Take notes of the sermon’s key thoughts. Maybe have one or two thoughts in mind which you want to share after the service. You can start with, “I enjoyed that sermon. The thought that___________ is humbling/encouraging/incredible…What did you think? What stood out to you?”
Perhaps the best way to come to spiritual conversation is to begin with a common, “How was your week?” Some might think that any talk of work or the day-to-day is unspiritual and off limits after the sermon. However, as Christians, we care about the whole person in every aspect of our friends’ lives. Frequently, as we share our everyday stories, aspects of the sermon will begin to naturally apply and come up in our conversation. Opportunity arises to offer scriptural encouragement, or to praise God for His goodness. Alternatively, you could ask your friend, “What have you been reading for devotions this week?” Be prepared to share what you have been reading and meditating on.

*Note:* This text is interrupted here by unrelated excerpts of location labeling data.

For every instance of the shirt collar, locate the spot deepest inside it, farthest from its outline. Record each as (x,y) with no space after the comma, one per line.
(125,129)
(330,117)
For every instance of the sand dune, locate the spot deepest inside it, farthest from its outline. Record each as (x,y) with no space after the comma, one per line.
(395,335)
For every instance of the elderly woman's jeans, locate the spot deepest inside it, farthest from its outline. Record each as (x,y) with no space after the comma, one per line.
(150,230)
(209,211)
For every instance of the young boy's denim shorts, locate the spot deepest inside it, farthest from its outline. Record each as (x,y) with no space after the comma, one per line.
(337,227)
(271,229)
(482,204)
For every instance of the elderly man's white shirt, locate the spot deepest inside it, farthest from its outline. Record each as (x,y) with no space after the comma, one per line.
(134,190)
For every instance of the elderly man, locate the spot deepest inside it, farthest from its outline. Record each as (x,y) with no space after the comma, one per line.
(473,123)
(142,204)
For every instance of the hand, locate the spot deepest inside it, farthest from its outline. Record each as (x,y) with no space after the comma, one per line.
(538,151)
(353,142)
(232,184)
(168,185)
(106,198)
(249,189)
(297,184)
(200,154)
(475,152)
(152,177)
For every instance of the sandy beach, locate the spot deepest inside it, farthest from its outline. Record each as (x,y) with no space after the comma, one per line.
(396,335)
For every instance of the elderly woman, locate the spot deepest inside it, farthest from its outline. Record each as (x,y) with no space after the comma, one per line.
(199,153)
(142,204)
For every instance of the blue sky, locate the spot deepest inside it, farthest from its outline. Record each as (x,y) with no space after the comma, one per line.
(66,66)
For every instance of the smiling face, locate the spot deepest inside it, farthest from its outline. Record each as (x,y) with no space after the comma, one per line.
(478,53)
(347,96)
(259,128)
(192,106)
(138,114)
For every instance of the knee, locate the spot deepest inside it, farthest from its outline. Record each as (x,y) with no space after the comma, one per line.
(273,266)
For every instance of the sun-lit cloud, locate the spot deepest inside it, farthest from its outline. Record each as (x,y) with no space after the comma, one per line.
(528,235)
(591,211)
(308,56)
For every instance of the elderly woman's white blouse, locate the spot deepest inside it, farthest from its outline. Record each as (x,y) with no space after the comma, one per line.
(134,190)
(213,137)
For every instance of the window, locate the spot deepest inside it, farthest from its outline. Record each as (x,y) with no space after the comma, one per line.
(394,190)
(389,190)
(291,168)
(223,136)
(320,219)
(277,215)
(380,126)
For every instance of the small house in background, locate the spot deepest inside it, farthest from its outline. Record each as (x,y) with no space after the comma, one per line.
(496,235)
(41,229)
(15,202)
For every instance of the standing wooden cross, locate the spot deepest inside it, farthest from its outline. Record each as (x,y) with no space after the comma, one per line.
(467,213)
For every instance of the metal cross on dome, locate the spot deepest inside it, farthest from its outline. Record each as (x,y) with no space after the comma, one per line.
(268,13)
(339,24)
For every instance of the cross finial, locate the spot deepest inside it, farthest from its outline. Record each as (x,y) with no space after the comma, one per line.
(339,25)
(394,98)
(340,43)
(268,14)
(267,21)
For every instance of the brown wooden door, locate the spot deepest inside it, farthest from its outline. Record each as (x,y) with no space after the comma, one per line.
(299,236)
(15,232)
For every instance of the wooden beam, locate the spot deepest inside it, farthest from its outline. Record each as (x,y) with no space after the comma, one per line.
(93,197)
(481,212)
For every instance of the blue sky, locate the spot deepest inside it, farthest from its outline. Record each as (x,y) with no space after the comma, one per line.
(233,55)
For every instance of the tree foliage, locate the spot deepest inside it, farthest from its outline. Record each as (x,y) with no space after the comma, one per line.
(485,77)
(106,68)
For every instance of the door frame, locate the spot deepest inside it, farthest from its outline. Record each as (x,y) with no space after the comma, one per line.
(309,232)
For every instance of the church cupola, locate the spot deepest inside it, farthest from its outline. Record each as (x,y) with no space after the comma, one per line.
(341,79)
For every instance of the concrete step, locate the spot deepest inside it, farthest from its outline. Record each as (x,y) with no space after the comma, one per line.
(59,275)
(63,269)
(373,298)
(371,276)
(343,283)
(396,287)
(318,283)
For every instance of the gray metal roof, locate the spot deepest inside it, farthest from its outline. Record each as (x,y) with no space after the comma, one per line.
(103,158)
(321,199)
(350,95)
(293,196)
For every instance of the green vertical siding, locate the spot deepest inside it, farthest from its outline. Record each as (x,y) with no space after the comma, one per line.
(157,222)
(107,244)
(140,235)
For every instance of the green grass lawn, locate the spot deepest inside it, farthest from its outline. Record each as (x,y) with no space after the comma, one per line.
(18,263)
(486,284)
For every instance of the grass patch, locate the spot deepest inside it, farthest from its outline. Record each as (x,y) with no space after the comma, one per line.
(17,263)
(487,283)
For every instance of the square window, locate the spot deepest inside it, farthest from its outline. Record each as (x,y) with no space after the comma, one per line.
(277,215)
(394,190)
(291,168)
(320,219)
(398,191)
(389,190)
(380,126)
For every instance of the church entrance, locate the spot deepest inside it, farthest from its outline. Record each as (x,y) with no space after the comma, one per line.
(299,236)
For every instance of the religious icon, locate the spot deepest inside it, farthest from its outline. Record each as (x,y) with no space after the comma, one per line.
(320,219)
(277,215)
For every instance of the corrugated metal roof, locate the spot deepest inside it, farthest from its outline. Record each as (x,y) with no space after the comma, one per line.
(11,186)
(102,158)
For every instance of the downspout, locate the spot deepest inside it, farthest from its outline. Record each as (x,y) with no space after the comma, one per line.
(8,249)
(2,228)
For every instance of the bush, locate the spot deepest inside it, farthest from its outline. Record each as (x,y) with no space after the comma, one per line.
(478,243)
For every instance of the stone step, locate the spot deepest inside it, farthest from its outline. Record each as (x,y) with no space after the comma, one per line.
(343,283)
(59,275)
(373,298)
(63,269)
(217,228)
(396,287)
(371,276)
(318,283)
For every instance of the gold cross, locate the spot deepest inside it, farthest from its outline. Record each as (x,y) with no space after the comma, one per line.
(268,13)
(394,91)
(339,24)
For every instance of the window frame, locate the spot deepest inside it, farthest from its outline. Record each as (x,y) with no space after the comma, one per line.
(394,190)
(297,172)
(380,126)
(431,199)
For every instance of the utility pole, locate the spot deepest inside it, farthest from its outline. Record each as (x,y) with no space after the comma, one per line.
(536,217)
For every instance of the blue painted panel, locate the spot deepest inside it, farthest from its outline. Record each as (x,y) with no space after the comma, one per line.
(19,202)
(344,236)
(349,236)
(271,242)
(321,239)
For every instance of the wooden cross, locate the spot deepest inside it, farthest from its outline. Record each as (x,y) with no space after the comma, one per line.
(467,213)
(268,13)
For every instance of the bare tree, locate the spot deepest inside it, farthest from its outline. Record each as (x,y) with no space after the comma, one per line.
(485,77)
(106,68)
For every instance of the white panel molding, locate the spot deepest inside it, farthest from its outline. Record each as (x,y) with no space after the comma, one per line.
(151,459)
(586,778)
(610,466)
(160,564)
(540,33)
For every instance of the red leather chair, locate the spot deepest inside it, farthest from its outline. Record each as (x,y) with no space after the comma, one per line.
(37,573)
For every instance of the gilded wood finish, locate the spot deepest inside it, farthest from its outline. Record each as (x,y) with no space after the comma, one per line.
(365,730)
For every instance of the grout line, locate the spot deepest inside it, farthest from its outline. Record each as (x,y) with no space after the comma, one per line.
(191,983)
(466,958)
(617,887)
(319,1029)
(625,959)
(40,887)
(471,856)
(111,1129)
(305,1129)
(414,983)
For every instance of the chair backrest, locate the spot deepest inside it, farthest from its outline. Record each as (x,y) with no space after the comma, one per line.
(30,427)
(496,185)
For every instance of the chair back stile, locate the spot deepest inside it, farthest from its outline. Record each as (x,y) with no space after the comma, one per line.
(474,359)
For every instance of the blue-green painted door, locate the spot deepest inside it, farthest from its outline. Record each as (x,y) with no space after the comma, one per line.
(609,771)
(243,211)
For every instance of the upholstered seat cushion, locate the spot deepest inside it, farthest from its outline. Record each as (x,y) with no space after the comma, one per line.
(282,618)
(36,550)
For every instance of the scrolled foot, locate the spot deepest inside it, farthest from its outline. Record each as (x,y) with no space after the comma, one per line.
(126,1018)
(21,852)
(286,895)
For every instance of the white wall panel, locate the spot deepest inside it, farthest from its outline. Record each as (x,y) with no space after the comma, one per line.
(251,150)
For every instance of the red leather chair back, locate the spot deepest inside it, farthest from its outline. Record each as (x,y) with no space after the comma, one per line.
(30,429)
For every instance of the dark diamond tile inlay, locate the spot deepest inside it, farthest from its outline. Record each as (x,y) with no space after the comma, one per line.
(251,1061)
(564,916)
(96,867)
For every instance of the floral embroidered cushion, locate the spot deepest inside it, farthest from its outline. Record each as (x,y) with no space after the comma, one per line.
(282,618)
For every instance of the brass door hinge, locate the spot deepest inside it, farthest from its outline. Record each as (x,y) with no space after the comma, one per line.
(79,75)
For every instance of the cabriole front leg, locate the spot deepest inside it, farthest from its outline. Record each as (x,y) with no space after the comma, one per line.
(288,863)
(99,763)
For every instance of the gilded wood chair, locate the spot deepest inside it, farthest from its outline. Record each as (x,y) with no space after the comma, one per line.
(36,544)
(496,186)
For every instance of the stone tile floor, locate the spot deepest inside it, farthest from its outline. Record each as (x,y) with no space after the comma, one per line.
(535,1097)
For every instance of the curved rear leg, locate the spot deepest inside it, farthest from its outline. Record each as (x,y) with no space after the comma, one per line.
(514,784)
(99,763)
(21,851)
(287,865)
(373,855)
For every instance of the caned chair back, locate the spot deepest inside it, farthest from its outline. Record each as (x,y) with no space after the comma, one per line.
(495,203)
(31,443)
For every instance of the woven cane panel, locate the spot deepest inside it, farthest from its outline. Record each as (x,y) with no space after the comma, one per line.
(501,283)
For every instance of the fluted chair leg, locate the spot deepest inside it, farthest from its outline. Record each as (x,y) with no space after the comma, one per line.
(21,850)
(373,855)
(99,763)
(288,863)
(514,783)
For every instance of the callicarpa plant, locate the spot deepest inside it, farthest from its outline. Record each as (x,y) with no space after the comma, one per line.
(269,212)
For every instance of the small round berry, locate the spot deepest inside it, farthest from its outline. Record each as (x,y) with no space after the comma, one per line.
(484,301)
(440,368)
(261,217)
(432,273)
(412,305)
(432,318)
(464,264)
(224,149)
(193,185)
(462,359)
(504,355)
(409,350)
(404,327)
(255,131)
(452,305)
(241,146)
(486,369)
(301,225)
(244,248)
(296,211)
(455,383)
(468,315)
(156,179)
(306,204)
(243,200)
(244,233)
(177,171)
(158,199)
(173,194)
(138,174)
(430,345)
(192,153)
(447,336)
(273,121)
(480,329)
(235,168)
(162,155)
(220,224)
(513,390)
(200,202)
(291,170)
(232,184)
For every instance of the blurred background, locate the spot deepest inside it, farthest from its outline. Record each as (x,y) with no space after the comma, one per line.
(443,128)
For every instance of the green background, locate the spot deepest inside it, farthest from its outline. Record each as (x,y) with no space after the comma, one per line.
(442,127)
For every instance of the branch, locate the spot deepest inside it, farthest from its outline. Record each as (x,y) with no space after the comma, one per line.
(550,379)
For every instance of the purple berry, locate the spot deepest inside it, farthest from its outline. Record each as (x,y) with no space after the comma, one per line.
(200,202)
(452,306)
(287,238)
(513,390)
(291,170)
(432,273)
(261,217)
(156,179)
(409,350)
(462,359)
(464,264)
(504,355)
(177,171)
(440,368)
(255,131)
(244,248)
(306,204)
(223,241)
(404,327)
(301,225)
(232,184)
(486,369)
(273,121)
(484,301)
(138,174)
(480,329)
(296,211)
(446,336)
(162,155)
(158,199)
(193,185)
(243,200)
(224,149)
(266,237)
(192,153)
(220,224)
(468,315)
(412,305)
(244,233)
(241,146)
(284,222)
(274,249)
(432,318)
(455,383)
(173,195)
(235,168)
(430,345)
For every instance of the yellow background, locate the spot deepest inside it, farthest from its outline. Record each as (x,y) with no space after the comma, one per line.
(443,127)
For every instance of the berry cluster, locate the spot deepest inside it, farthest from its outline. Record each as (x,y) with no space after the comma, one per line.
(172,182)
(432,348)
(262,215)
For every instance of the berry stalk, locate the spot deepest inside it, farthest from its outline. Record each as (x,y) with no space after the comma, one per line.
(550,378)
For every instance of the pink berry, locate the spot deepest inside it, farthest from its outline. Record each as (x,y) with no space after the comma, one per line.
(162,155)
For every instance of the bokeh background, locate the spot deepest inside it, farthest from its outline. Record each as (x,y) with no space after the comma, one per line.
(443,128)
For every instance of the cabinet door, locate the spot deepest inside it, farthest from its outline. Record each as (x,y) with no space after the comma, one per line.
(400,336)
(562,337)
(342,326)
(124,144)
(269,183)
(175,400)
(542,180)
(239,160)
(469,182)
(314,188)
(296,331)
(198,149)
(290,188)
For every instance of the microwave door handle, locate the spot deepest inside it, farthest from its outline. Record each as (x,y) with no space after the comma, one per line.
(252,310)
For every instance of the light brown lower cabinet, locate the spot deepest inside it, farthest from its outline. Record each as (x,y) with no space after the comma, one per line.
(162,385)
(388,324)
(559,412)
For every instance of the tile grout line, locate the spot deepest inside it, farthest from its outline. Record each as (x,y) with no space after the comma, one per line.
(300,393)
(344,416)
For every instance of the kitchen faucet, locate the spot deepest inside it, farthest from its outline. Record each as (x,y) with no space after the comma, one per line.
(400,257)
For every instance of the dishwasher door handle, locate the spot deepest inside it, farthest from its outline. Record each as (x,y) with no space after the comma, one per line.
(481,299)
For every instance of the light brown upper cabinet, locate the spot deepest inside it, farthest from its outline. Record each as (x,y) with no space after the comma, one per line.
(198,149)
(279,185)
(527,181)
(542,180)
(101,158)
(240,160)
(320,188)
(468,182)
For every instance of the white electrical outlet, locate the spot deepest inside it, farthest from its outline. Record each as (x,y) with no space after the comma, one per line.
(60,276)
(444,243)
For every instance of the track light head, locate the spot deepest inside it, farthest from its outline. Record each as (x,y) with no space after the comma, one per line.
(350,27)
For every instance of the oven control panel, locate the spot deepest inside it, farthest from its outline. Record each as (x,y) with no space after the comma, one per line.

Keep in mind that progress is the goal. Do not get discouraged just because the last conversations did not go well or felt awkward. Take it to the Lord in prayer and be encouraged to strive to improve as He gives growth. Ask Him for opportunities and courage to speak of your soul’s concerns. Connecting with one another spiritually can be difficult because we engage the very core of our being. For the same reason it is often rewarding and a way to deep and lasting friendship! Discussing the sermon is a good opportunity to begin a spiritual conversation that edifies all involved and honours God!
Some years ago, I read the book The Great Gain of Godliness by Thomas Watson. A chapter titled, “The Godly Should Speak of God” is an excellent read: both convicting and helpful.